Несмотря на внимание, на теплоту, с какой к нему относились Шатеркин и Байкалов, Илья был еще очень взволнован. На нем уже не висели обрывки изодранной, в кровяных пятнах рубахи – его переодели в темно-синюю гимнастерку Байкалова, раны и ссадины смазали иодом.

– Ты, парень, поел бы сперва, а потом уже и руками помахать можно, – отечески поучал Байкалов, приглядываясь в потемках к Илюшиной жестикуляции. – Хлеб кусай как следует, в нем, однако, поболе крепости, чем в этих консервах. Не люблю вот я их, душа к ним не расположена, лучше уж кусок солонины, чем они…

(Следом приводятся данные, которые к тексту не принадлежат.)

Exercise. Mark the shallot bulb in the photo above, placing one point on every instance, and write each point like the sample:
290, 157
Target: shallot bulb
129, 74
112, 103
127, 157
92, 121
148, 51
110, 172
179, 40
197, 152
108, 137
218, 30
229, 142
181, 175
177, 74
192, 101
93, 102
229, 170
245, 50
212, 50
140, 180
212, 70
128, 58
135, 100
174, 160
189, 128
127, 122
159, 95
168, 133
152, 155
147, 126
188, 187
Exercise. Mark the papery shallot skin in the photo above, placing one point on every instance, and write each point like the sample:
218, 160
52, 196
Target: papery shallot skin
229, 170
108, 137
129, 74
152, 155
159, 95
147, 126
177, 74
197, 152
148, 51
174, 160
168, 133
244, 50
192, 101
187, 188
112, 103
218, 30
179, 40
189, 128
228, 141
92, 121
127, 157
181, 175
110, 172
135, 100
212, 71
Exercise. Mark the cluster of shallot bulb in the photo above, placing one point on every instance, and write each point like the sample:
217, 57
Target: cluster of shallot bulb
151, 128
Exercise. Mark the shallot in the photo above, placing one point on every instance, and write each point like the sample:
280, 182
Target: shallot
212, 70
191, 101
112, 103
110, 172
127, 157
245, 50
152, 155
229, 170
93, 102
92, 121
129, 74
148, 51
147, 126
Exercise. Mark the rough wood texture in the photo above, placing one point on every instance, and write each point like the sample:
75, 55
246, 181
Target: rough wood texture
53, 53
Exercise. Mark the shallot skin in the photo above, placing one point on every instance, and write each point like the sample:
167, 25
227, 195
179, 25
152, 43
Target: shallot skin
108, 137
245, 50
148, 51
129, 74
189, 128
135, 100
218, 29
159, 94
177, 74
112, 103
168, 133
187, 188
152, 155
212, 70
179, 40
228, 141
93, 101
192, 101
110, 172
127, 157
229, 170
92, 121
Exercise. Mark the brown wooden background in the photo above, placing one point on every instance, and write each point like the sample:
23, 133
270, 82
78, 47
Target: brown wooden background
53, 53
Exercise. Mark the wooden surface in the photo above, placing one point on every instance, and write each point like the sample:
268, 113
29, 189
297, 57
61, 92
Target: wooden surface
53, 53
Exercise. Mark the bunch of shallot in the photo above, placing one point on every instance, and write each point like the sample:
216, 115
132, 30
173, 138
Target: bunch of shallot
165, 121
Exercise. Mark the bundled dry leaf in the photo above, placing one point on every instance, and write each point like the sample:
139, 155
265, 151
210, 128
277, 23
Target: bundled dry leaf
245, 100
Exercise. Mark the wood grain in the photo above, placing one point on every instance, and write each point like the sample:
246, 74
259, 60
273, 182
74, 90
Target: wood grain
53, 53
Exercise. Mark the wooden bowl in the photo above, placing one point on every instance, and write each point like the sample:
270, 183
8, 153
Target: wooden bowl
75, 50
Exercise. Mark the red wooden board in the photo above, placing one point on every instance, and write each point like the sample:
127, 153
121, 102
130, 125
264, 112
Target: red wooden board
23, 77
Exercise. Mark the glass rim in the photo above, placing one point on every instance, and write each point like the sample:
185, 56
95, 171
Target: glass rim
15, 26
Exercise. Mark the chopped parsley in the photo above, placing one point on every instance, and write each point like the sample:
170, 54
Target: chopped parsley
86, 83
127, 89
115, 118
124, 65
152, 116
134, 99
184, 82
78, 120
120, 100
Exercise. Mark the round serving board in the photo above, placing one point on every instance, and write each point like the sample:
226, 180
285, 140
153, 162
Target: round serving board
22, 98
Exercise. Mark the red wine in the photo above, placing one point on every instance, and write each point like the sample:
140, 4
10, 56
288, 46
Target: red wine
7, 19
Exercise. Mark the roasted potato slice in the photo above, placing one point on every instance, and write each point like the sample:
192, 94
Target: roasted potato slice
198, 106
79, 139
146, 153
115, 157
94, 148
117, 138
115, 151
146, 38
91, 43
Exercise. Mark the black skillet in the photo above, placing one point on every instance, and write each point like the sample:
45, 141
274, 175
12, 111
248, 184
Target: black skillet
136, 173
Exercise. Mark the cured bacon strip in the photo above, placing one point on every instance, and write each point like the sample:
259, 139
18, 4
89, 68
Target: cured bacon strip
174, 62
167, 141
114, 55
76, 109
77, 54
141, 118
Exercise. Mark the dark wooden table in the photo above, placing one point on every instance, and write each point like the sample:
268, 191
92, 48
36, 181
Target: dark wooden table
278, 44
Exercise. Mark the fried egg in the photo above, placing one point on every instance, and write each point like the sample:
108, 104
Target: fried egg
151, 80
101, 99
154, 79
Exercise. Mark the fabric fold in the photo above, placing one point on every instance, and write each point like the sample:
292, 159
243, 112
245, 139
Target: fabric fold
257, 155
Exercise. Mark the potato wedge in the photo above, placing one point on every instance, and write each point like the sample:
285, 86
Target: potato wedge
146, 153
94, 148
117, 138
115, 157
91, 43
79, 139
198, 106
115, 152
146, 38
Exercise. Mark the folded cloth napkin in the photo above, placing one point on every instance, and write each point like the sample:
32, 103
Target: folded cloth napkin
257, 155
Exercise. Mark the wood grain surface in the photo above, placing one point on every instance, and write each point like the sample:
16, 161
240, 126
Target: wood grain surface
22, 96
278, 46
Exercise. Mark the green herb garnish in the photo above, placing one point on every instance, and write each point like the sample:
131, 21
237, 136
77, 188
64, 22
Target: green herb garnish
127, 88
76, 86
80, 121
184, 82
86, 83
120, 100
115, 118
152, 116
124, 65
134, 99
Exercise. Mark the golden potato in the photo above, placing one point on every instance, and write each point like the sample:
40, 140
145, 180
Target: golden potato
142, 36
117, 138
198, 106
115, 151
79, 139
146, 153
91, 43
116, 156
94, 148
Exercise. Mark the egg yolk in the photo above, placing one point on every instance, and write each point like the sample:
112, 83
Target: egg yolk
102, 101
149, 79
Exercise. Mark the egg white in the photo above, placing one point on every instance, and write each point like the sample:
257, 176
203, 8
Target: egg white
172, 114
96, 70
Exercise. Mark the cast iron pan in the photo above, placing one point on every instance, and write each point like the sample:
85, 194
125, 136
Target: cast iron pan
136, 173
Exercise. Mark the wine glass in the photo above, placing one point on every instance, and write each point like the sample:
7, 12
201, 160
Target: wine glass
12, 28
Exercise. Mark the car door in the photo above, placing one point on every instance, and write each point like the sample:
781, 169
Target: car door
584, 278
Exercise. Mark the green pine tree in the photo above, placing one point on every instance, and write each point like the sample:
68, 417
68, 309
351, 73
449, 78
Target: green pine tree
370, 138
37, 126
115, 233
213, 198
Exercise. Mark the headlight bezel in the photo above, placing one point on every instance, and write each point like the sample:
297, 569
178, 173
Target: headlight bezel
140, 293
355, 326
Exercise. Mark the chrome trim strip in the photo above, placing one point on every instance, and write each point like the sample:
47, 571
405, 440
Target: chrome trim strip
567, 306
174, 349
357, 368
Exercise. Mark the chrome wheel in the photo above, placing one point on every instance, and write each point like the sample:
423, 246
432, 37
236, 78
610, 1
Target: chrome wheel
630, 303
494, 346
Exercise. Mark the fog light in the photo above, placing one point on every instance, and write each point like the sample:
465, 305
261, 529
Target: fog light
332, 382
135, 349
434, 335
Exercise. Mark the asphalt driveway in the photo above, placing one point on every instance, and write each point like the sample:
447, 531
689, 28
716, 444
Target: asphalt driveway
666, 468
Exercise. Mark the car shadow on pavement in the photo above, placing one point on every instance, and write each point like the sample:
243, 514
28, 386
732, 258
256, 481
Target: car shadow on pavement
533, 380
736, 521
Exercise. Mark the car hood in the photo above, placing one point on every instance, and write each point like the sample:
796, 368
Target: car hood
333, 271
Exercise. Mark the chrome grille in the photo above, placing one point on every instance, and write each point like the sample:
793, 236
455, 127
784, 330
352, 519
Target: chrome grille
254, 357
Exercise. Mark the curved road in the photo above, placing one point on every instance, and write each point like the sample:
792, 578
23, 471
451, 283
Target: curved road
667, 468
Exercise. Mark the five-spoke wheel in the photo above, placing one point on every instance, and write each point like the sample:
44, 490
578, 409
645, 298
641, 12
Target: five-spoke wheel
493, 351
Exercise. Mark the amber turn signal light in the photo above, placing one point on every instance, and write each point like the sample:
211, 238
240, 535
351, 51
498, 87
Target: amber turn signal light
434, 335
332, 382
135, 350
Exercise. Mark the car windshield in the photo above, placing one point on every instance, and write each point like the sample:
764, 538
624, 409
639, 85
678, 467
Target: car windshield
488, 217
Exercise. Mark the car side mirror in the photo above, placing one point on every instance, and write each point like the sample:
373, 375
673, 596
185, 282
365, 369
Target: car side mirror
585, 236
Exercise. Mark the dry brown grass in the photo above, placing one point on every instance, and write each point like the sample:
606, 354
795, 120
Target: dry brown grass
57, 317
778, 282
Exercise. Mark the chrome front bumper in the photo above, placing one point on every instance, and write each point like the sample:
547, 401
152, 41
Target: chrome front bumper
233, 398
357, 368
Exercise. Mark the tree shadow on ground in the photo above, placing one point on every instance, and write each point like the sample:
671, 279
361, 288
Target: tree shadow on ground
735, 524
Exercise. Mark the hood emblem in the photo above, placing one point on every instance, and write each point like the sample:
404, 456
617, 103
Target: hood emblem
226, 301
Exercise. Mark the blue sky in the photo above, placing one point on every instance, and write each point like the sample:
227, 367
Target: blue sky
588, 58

За лощиной на склоне горы медленно догорало дерево, подожженное Илюшей. С легким треском отваливались от него огненные куски, осыпались искры, и тогда короткими бледными вспышками озарялись строгие лица собеседников. Илюша теперь молчал и поедал все, что ему подкладывал Байкалов. Шатеркин не спеша курил, пряча в кулаке оранжевый светлячок папиросы. Капитан только теперь по-настоящему понял значение того, что сказал ему перед отъездом полковник Павлов: «Вам придется действовать не в родном городе…» Да, он и тогда хорошо понимал это, а сегодня еще раз убедился, что тайга – не городская улица, не тенистый городской парк. И если бы не отчаянный риск этого молодого хакаса, судьба жестоко посмеялась бы над ним. Однако капитан сегодня с удовлетворением отметил, что расчеты их – его и полковника Павлова – реальны, а главное – он не ошибся в Тагильцеве. Это было лучшим вознаграждением ему за все трудности, которые он уже перенес.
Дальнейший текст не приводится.